Бабушка, наверное, была права, когда ворчала, что тупые ролики перед сном и допотопные гаджеты у изголовья делают людей идиотами. В ту ночь я впервые свалился с кровати, расшиб локоть, а потом проснулся от кошмара: девочка с красным лицом орала мне прямо в уши:

– Меня зовут… Икоса!

– О-о-ой! Больно! – Я растирал ушиб, едва сдерживая слёзы.

Если бы не этот дурацкий сон, меня наверняка разбудил бы хаос, творившийся во дворе. Петухи бились о стены курятника, выдирая перья, которые летели из-под дверей, корова ревела, козы блеяли в истерике, а отцовский жеребец бил задними копытами в калитку, лягая стены денника.

Я сидел на полу, обхватив голову, внутри которой кружились цифры, пока пересчитывал каждый предмет, который вижу. Я всегда так делал. Не знаю зачем.

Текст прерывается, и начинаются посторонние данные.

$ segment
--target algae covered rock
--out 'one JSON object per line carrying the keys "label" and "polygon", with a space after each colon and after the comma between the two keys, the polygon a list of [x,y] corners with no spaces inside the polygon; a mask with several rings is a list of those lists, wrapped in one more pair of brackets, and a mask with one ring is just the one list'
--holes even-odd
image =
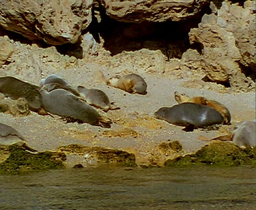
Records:
{"label": "algae covered rock", "polygon": [[1,147],[0,160],[2,161],[0,174],[23,174],[33,170],[63,168],[66,155],[51,151],[32,153],[16,146]]}
{"label": "algae covered rock", "polygon": [[165,166],[190,164],[256,166],[256,148],[242,149],[229,142],[217,142],[203,147],[194,154],[179,156],[165,162]]}
{"label": "algae covered rock", "polygon": [[76,155],[83,155],[85,165],[103,164],[121,164],[124,166],[136,166],[135,155],[127,151],[103,147],[88,147],[79,145],[60,147],[61,152]]}

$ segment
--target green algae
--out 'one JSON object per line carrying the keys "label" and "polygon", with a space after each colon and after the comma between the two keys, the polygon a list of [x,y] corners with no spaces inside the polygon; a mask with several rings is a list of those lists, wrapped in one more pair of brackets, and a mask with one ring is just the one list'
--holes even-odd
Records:
{"label": "green algae", "polygon": [[9,147],[10,155],[0,164],[0,174],[27,174],[33,171],[61,169],[66,155],[62,153],[43,151],[31,153],[20,147]]}
{"label": "green algae", "polygon": [[165,166],[214,164],[217,166],[251,165],[256,167],[256,148],[242,149],[229,142],[213,142],[195,153],[178,156],[165,162]]}
{"label": "green algae", "polygon": [[61,152],[87,155],[89,159],[96,160],[101,164],[119,164],[124,166],[134,166],[135,155],[119,149],[112,149],[99,147],[88,147],[80,145],[70,145],[59,147]]}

Мне было уже целых пять, но я так и не понял людей. Зачем разогревать вчерашний блин, если он согреется во рту? Зачем пить молоко, если животные этого не делают? Зачем считать на палочках, если цифры валяются под ногами – бери, подбрасывай, складывай в новые миры.

Два удара копытами – две точки.

– Буква И.

Тире, точка, тире.

– К.

Три тире. Три точки. Точка-тире.

– О, С, А… получается ИКОСА…

То самое имя, которое орала мне в лицо девчонка с красной кожей, стиснутыми кулаками и чудовищной чёлкой, торчащей, как иглы ежа. Бровей не было – только пластырь, закрывающий половину лба.

– Икоса… – прошептал я, расшифровывая конно-копытную морзянку.

Всё, чего я хотел сейчас – чтобы мир перестал вращаться. Чтобы в висках перестало гудеть. Чтобы наступила тишина.

И – чёрт возьми! – нужно срочно отключить NFT-хлев, развёрнутый у нас во дворе! Не просто симулятор на экране, а полноценную цифровую ферму с объёмными животными: мы продавали токенизированное молоко и крипто-войлочные яйца. Половина человечества ведь уже перешла на цифровые желудки, работающие не на электричестве, а на… честности системы потребления.


Чтобы люди, удалившие желудки с пищеводами ради финансовой экономии и защиты окружающей среды, не чувствовали себя особенными (и не получали льгот по мнению прочих), они «обязаны» были покупать цифровую еду. Да, она дешевле. Да, это помощь остальным восемнадцати миллиардам «мясных». Но цифровые чипсы всё равно будут стоить меньше, чем цифровая парная говядина.